Mi concentro sul far uscire la loro mano, la loro riconoscibilità, che non vuol dire utilizzare i metodi digitali in maniera perfetta e piatta, ma di far emergere le proprie peculiarità, il proprio stile: essere graffiante, sognante, espressionista, concettuale, realistico.
Dal lavoro singolo si passa poi ai lavori di gruppo perché il teatro è un lavoro in team: negli allestimenti, nella progettazione degli stand e dei grandi eventi. Ognuno ha una sua peculiarità all’interno del progetto ed è necessario essere in grado di dialogare senza sopravanzare gli altri. Così i ragazzi imparano il bello e il brutto del lavoro in teatro, chiaramente in un contesto sempre protetto.
Quali stimoli ricevi invece stando in classe dai ragazzi?
Chiaramente lo scambio non è a senso unico: io regalo a loro e di conseguenza loro danno tanto a me. Mi portano le novità, i gusti, in contesti sia importanti che frivoli perché per il nostro mondo tutto è umanità, è utile e diventa una grande enciclopedia da cui prendere gli argomenti giusti. Il mio lavoro in classe è ricerca e mi è di grande stimolo. Queste nuove generazioni saranno gli spettatori e i lavoratori del mondo dello spettacolo del futuro. A volte ci facciamo delle grandi risate perché io essendo boomer ho scarsa conoscenza degli gli aspetti social in cui invece i ragazzi sono più forti e allora lascio loro la soddisfazione della vittoria.
Enzo Mologni, un consiglio per i tuoi studenti?

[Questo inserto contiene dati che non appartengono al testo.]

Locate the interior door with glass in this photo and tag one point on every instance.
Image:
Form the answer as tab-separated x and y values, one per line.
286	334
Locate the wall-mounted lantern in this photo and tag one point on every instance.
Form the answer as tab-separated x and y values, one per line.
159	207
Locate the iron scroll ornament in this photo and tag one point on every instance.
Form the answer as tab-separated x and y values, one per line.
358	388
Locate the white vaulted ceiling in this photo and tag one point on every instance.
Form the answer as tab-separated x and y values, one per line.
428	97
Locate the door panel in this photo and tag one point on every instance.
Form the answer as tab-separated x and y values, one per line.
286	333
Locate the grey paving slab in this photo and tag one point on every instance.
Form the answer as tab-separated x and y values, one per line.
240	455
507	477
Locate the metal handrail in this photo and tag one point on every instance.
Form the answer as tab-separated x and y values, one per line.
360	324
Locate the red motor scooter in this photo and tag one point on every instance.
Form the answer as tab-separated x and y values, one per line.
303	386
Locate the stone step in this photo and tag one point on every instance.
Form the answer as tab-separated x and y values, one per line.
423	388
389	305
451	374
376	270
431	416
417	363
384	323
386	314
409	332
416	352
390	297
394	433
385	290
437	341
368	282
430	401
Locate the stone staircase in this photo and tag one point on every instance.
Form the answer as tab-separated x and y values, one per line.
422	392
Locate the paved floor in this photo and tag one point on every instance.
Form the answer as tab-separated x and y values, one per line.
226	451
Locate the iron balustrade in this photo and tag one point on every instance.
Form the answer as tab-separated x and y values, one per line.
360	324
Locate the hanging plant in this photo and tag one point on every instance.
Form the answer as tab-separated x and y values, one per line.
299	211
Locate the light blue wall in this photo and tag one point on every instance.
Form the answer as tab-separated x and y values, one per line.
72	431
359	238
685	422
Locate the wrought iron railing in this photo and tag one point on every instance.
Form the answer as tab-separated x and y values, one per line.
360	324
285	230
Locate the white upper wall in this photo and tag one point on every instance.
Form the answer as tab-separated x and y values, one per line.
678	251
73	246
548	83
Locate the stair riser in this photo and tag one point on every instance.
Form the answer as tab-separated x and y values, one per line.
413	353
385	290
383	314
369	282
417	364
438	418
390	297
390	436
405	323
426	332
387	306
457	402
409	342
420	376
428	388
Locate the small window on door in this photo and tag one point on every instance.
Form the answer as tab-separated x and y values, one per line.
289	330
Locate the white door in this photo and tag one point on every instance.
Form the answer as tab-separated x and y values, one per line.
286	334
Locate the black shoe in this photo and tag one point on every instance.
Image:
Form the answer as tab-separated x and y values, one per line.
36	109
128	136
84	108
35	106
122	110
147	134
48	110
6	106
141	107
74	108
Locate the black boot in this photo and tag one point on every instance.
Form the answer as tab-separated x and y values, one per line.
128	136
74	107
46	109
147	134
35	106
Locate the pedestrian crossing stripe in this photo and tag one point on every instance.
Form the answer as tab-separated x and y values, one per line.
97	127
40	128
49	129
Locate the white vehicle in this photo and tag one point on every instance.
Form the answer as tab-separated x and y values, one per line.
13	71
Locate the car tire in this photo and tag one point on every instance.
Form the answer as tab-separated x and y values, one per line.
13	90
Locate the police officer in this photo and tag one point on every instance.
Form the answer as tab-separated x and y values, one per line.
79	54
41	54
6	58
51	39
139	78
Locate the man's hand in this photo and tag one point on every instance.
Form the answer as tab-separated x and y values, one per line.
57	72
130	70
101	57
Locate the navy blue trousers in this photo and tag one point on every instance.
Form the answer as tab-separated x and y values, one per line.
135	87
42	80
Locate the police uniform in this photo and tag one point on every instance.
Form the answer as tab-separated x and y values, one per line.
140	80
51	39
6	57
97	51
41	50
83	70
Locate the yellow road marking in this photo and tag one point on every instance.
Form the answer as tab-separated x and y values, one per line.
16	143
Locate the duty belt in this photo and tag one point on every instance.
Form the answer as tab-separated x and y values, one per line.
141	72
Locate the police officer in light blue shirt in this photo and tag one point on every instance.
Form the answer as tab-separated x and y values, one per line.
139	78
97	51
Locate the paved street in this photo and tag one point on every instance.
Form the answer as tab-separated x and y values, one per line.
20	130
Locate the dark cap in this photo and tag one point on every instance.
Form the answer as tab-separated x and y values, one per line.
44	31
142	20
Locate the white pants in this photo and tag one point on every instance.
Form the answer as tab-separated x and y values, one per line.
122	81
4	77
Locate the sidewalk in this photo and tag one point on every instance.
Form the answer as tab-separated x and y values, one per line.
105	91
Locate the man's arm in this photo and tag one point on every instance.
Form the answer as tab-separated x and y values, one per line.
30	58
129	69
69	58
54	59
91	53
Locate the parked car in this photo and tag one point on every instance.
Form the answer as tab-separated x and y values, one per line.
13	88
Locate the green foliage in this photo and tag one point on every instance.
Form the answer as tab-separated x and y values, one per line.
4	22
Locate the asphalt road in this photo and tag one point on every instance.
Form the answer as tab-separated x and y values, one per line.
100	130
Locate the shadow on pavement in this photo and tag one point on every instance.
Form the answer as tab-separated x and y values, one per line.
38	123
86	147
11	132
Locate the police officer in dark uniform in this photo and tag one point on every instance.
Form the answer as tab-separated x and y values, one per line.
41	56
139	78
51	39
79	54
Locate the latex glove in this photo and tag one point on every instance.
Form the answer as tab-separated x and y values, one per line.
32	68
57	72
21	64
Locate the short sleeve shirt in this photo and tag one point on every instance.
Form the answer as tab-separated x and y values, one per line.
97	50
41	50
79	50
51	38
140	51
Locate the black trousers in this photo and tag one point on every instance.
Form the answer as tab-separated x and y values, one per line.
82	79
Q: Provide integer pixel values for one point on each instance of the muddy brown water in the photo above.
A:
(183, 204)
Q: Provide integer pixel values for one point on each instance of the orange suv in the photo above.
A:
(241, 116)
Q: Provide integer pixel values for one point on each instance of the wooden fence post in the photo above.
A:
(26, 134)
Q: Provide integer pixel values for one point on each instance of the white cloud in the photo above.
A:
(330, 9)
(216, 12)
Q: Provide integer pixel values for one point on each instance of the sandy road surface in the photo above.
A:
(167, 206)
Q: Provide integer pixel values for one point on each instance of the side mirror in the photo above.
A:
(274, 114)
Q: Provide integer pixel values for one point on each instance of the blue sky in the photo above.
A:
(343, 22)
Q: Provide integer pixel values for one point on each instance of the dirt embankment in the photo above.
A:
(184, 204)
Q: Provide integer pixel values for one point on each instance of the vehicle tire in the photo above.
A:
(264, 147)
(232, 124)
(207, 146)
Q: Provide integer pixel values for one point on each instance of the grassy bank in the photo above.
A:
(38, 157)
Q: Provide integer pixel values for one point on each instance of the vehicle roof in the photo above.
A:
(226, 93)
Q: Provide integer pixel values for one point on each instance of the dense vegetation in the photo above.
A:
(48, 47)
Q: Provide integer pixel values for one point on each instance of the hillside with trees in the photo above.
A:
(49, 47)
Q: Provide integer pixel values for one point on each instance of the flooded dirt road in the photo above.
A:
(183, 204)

Non addormentatevi! Non lasciatevi ammaliare dalle sirene come Ulisse: i soldi, la ricerca del successo, la notorietà. Altre sirene sono “chi sarò io in questo mondo?”, facendosi così tante domande da addormentarsi per la fatica del non aver risposte. Quindi il mio suggerimento è quello di cercare piano piano di trovare uno spazio nel mondo e di arrivarci consapevoli!